MacBU Innovation

Recently, Peter wrote on his blog:

“Why do so few of the great usability features of Microsoft's Mac software ever make it to the Windows platform? The Mac applications always seem so much ahead of their Windows counterparts. And they come from within the same company! Why such a pronounced dichotomy?”

This is something that I hear quite a bit. I guess it can seem this way, but let me explain some things.

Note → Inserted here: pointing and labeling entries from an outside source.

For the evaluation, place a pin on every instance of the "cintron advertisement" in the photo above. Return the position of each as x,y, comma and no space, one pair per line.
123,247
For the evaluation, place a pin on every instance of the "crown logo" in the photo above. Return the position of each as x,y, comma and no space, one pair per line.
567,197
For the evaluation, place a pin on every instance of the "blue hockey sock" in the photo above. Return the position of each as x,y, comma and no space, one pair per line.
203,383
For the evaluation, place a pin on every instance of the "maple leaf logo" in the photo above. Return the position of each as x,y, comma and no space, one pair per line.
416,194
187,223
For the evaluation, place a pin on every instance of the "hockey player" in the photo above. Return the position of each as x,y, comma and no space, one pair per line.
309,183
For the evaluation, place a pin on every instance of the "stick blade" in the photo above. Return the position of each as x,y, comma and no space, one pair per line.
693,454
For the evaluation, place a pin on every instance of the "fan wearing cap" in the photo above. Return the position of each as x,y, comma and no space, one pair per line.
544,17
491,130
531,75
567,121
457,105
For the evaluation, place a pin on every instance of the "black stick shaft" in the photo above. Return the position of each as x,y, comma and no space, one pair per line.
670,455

First of all, The Macintosh Business Unit is a little island inside Microsoft. We have our own planning, usability, marketing, user assistance, dev, test, program management, and localization teams. We do all our own research, leveraging all the research already done by other teams etc, and we cater specifically to the Macintosh market (which is unique in many ways). We have a few million customers, not the hundreds of millions that Windows or Office have. As such, it is much easier for us to make tradeoffs here and there. Our customers also have an elevated sense of design and expect a lot from a Macintosh program (they can smell a port a mile away and won’t touch it). Finally, no one tells us what to do (outside MacBU), and we own almost all the Mac software that Microsoft makes (sans Windows Media Player and Services for Macintosh).

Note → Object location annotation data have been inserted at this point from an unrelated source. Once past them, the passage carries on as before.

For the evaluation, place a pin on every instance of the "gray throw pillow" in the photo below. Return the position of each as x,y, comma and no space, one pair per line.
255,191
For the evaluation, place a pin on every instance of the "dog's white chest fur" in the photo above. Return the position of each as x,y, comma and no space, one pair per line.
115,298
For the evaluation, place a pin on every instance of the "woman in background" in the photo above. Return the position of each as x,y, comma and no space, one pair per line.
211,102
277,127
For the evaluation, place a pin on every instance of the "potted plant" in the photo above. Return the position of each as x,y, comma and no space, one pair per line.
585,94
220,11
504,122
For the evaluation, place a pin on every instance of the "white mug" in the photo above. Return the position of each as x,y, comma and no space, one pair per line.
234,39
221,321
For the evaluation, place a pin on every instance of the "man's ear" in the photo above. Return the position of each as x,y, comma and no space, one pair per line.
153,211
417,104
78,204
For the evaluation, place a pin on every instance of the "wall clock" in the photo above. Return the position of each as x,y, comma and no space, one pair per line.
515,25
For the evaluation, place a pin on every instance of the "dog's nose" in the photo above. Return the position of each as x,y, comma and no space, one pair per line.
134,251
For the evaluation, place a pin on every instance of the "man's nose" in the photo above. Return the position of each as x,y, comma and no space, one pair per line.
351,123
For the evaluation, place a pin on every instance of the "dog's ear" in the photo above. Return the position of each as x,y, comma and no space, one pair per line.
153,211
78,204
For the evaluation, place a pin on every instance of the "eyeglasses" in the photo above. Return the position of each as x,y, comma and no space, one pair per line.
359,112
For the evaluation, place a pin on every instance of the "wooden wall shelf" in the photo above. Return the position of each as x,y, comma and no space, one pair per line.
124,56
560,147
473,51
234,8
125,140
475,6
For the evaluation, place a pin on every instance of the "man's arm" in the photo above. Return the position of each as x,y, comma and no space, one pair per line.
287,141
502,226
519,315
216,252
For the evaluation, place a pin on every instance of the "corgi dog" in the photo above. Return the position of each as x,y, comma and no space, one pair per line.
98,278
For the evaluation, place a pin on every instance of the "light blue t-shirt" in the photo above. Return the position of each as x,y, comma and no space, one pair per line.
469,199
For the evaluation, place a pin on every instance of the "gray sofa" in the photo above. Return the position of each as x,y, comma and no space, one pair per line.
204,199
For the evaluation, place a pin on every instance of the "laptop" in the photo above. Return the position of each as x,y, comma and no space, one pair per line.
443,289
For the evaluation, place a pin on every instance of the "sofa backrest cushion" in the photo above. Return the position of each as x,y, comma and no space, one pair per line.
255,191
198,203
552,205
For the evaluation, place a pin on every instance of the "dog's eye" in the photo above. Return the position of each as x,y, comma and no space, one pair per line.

Contrary to what people may think, we don’t share features with any other teams. We aren’t obligated to implement anything, and we aren’t tied up much by external dependencies (and this is important). Not having dependencies, like Office has on Windows and vice versa really frees us up. Our only dependencies are internal, and since we control the schedule, it’s much easier to resolve any issues. Having said all this I don’t think it’s fair to say that our applications are so much ahead of our Windows counterparts (well maybe the Project Center is). The thing is, we focus on a very specific set of features (because we are a small team) and we try to get it right the first time. We don’t have the tens of millions of customers to cater to that some of the Windows teams do. Additionally, we appreciate and borrow many features from Windows Office (where we see fit). Good examples of this are the three column view in Outlook 2003 that we added to Entourage. In fact, I'm humbled by all the functionality found in Windows or Office. It's simply amazing what capabilities lie within those two sets of products. Again, all there because to some set of customers they are critical.

One interesting example to see how our strategy differs is Word Notes (a new feature in Office 2004 for Mac, you can see more and go through a demo). On Windows there is a fantastic little app called OneNote that is targeted at both Tablet and non-tablet users for taking notes. Well, on the Mac there isn’t any kind of Tablet PC, so instead we focused on building the Notes functionality into Word. This allows us to leverage an existing code base (we can’t just go and port OneNote) and enabling similar scenarios on the Mac. Additionally, there are some platform specific technologies we can leverage on the Mac that don’t exist on Windows and vice versa.

However, we do spend a lot of time showing and evangelizing our work to lots of different teams in the company. We realize that not many people have Macs in their offices, so it’s often hard to find out or see exactly what we are up to. We’re really proud of the software we build and we’re happy to show it to anyone at Microsoft that will listen. Every once in a while you’ll even see the occasional Mac feature appear later on in a Windows product (The Web Archive in IE 6, Lists in Excel, Search Folders in Outlook and many others). Much of this really just boils down to time and schedules. Finally, people do leave MacBU and go elsewhere in the company to do cool things. Dan Crevier who works on Longhorn, Hillel Cooperman who leads the Longhorn Aero team, Michael Connolly who works in MSN and the list goes on and on (it’s quite a distinguished list, really!).